Similarly, in Seeing
Things As They Are: A Theory of Perception (p.188), John Searle explains
transparency thus:
“The
veridical case of the perception reaches right up to the object itself. We see
right through to the object, we do not see any intermediate entities, and the
description of our perception is precisely a description of the object in the
external world. If you try to describe the experience, you end up describing
the objects and states of affairs that you perceive.”

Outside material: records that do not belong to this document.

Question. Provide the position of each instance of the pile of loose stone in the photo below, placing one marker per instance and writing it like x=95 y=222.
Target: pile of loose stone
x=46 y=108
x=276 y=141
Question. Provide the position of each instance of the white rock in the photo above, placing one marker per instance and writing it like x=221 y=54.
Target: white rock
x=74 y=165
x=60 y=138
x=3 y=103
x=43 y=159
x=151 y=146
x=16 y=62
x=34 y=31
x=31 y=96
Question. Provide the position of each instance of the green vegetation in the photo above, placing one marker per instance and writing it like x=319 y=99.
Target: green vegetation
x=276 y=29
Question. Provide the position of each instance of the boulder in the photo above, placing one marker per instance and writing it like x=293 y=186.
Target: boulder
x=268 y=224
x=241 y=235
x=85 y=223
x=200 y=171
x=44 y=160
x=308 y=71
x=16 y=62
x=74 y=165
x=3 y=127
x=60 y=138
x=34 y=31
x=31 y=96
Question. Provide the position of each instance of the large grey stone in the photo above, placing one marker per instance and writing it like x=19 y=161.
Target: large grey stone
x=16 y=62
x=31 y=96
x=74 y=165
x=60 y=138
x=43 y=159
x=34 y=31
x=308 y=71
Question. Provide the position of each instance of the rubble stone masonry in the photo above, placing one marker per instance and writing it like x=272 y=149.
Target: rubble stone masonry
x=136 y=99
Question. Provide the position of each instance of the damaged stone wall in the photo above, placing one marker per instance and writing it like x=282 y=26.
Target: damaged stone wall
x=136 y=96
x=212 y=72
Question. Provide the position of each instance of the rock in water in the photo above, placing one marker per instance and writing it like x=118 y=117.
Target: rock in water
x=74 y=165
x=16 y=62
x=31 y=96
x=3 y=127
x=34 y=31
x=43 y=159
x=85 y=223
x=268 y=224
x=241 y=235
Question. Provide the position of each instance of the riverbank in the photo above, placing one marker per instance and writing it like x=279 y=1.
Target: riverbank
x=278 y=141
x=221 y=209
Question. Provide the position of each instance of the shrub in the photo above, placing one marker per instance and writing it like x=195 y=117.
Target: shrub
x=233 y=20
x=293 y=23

Speaking for myself, I think that what it is to see
something as “an object in the external world” is to see it as possessing what
Gibson called “affordances”, e.g., as something I can touch by stretching out
my hand so, or, alternatively, as something “too far away to touch”. If
that is what transparency means, then Held’s observations (both on kittens and
on Molyneux patients) shows that transparency is learned and not innate
or intrinsic to the visual sensations themselves. That is why I think that the
fact that cross-modal connections are learned already refutes transparency. “Out-thereness”
is cross-modal. But even if there is a sense in which a purely visual
sensation, unassociated with any haptic elements, could look “external”), if
even some subjects satisfy the description of Ostrovsky et al, even
part of the time, viz. “they pointed to
regions of different hues and luminances as distinct objects. This approach
greatly oversegmented the images and partitioned them into meaningless regions,
which would be unstable across different views and uninformative regarding
object identity”, then in those
situations even if they think of those regions as “objects”, they don't see
them as external objects in any meaningful sense of “external”.

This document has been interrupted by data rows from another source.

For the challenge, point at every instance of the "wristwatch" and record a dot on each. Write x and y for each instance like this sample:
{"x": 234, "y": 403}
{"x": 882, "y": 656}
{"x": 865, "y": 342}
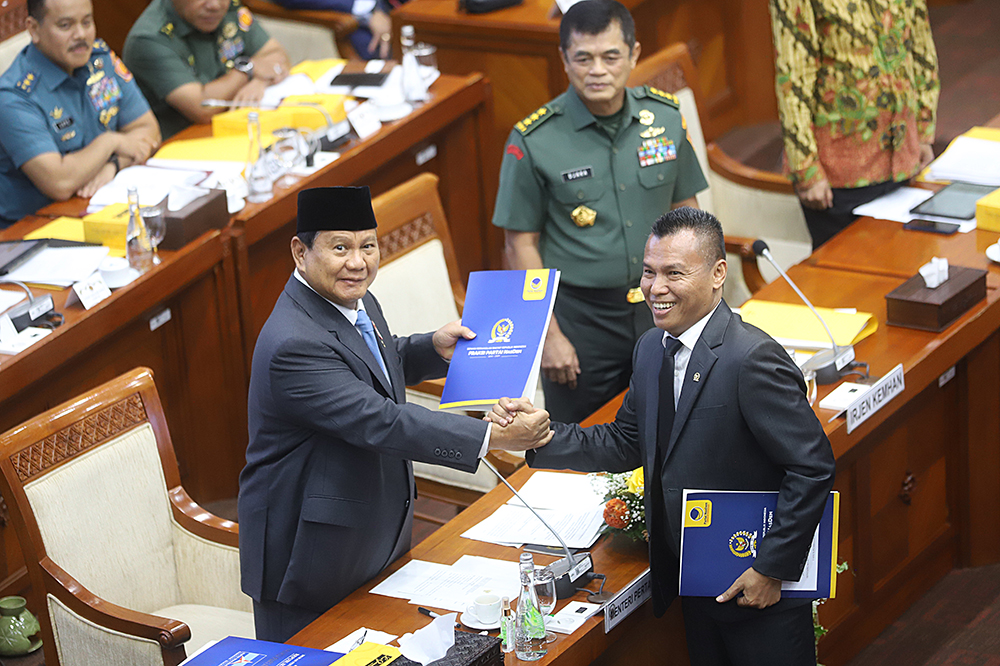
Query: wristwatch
{"x": 245, "y": 65}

If even visual sensation of the sort these investigators describe count as
experiences of “external objects”, what content does “external” have?
[1]
See Hilla Jacobson and Hilary Putnam, “Against Perceptual Conceptualism”, International Journal of Philosophical
Studies (accepted).
[2]
Here is a description of the subjects studied by
Ostrovsky et al:
“subjects’ responses were driven by
low-level image attributes; [when asked to point to objects] they pointed to
regions of different hues and luminances as distinct objects. This approach
greatly oversegmented the images and partitioned them into meaningless regions,
which would be unstable across different views and uninformative regarding
object identity. A robust object representation is difficult to construct on
the basis of such fragments” (Ostrovsky,
Y., et al. 2009. “Visual parsing after recovery from
blindness”. Psychological Science 20, 1484-1491.